A while ago, KableNet brought an article about consultation fatigue among Northern-Irish citizens. In Sweden, one would probably rather talk about polling fatigue. The Swedish Minister for Democracy, Britta Lejon, called this “SIFOcracy” (SIFO was the name of Sweden’s “MORI”, that is, a survey institute).
Ann from the International Teledemocracy Centre in Edinburgh writes:
Governments are increasingly committed to giving citizens the ability to give their views and provide easier access to public consultation documents. However, the escalating number of consultations taking place, together with the number of people with diverse interests that need to be consulted, raises problems. For example, there is the increasing burden on governments to author clear, well-structured consultation documents that are accessible to a large number of people, there is the increasing burden on people being consulted to respond such that their response is informed and complete, and there is the increasing burden on governments to analysis the responses and provide feedback to the people making contributions.
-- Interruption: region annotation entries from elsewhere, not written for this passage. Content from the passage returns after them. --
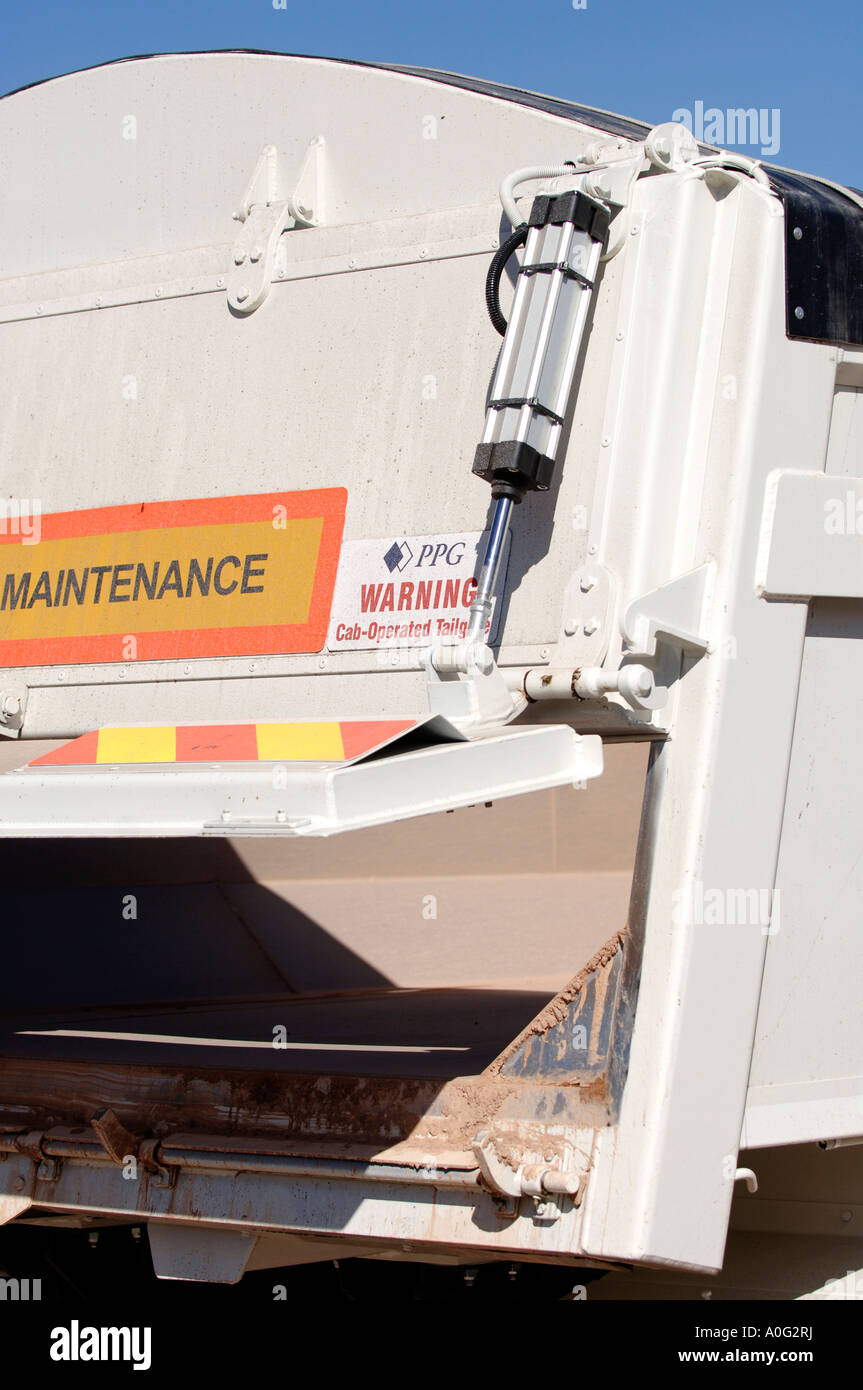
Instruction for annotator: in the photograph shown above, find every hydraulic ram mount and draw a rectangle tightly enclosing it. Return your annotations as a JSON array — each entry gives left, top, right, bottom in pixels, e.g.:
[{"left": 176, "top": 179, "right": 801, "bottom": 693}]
[{"left": 467, "top": 192, "right": 610, "bottom": 642}]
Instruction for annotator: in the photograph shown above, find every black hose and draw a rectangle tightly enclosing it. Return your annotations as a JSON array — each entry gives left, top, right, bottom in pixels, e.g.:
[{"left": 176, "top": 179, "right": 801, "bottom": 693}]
[{"left": 485, "top": 222, "right": 528, "bottom": 336}]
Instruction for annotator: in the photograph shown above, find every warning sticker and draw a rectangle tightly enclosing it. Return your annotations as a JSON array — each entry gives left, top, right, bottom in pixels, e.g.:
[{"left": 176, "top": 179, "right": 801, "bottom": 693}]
[
  {"left": 327, "top": 531, "right": 510, "bottom": 652},
  {"left": 0, "top": 488, "right": 347, "bottom": 666}
]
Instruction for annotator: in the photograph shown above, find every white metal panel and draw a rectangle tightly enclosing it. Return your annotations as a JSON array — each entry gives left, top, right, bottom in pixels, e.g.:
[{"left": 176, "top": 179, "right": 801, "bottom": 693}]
[
  {"left": 0, "top": 726, "right": 602, "bottom": 837},
  {"left": 0, "top": 54, "right": 633, "bottom": 738},
  {"left": 575, "top": 170, "right": 835, "bottom": 1268},
  {"left": 745, "top": 386, "right": 863, "bottom": 1147}
]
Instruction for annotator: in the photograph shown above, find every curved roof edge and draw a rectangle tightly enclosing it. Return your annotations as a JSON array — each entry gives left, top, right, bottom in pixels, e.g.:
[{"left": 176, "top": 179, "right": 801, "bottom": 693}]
[{"left": 0, "top": 49, "right": 863, "bottom": 346}]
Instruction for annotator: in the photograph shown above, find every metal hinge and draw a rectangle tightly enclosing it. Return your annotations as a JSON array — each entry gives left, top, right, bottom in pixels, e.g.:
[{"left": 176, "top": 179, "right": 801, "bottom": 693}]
[{"left": 227, "top": 135, "right": 325, "bottom": 314}]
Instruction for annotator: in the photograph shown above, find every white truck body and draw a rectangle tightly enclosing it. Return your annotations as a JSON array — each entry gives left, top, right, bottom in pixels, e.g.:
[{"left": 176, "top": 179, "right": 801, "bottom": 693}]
[{"left": 0, "top": 53, "right": 863, "bottom": 1291}]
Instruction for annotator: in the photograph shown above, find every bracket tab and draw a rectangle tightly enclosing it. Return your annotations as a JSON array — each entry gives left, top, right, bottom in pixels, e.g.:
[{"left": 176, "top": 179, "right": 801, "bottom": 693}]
[{"left": 227, "top": 135, "right": 325, "bottom": 314}]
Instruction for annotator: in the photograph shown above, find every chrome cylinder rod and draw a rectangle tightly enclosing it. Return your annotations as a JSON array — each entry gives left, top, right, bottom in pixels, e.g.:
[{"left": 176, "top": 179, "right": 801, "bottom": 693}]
[{"left": 467, "top": 498, "right": 514, "bottom": 642}]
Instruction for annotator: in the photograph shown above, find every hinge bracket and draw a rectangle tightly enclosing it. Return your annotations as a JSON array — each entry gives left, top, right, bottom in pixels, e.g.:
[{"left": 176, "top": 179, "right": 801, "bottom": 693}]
[{"left": 227, "top": 135, "right": 325, "bottom": 314}]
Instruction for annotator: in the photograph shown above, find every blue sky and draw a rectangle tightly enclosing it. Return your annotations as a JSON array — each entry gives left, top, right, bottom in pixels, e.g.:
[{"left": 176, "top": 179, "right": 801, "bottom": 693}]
[{"left": 0, "top": 0, "right": 863, "bottom": 186}]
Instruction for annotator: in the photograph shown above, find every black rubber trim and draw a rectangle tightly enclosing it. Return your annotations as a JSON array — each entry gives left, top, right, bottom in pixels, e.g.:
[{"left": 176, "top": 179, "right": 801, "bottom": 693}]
[
  {"left": 485, "top": 222, "right": 529, "bottom": 338},
  {"left": 489, "top": 396, "right": 563, "bottom": 425},
  {"left": 521, "top": 261, "right": 593, "bottom": 289},
  {"left": 769, "top": 170, "right": 863, "bottom": 348}
]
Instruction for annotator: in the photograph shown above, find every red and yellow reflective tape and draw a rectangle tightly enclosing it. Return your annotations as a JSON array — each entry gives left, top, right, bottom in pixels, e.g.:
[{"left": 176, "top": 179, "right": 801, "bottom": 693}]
[{"left": 28, "top": 719, "right": 414, "bottom": 767}]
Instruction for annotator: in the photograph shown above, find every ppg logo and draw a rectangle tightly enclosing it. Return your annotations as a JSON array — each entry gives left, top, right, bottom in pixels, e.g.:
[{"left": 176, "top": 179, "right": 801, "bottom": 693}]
[{"left": 384, "top": 541, "right": 467, "bottom": 574}]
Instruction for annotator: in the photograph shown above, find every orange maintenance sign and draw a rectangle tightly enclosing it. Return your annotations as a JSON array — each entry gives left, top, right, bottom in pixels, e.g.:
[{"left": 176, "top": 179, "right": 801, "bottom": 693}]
[
  {"left": 28, "top": 719, "right": 416, "bottom": 767},
  {"left": 0, "top": 488, "right": 347, "bottom": 666}
]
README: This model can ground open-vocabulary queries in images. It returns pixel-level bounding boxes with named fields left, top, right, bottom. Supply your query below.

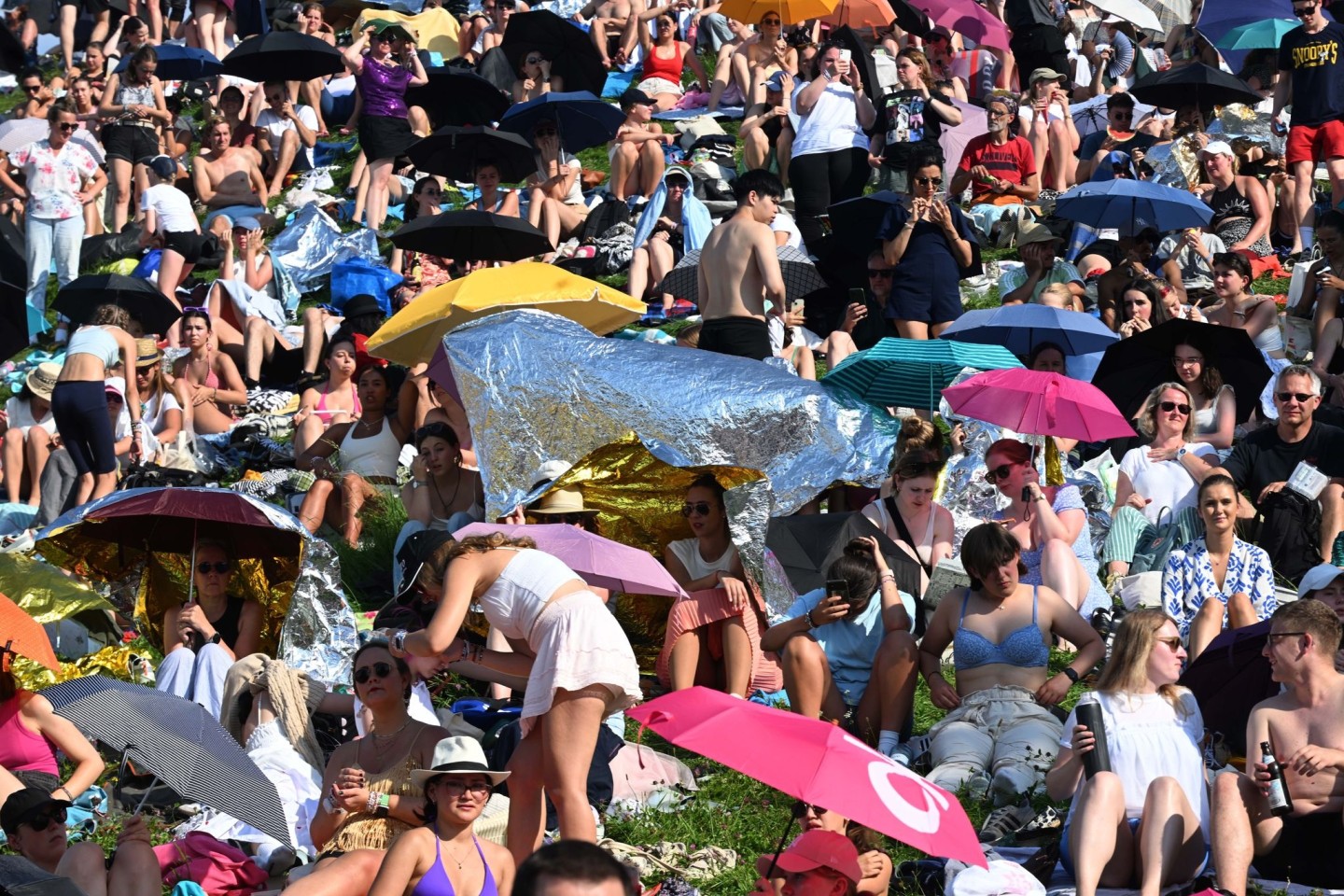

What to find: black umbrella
left=224, top=31, right=345, bottom=80
left=500, top=9, right=606, bottom=94
left=406, top=126, right=537, bottom=184
left=42, top=676, right=293, bottom=845
left=406, top=68, right=508, bottom=128
left=52, top=274, right=181, bottom=334
left=392, top=211, right=555, bottom=262
left=764, top=513, right=923, bottom=631
left=1093, top=320, right=1270, bottom=423
left=1129, top=62, right=1264, bottom=109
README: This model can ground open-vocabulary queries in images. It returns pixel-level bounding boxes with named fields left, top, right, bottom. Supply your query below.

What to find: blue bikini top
left=952, top=586, right=1050, bottom=672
Ann is interested in how government can effectively use technology to gather the opinions of the people they represent. Her work addresses some of the research issues concerned with e-consultations. She talks about two types of consultation:
firstly, consultation at the pre policy document stage and secondly, consultation on the draft policy document. The first is where there are a number of pre-identified issues that government wishes to gather opinions on before drafting a policy document and the e-consultation invites discussion on them – the aim is to get initial input so as to draft a more comprehensive policy document. This type of e-consultation potentially allows for more informal input from a larger target audience. The second is the consultation on the detailed draft policy paper itself and asks specific questions on the policy statements made in the paper. These consultation documents typically set out views regarding the nature, importance and aims of policy, and as such encapsulate a large amount of “technical” knowledge. Much research has been conducted on how to conduct these traditional consultations and a code of practice has been developed. This type of policy document consultation is considered the classic form of consultation, even though now it is increasingly read in electronic format rather than print. This switching to electronic document handling is perhaps facilitating dissemination but this in itself should not be considered as e-consultation.
It would be interesting to see a critical evaluation of tools like Ann’s e-democracy toolkit to support participation in the democratic decision-making process. Her toolkit comprises three web-based tools: e-petitioner, e-consultant and e-voter. I am unsurprisingly most interested in e-consultant.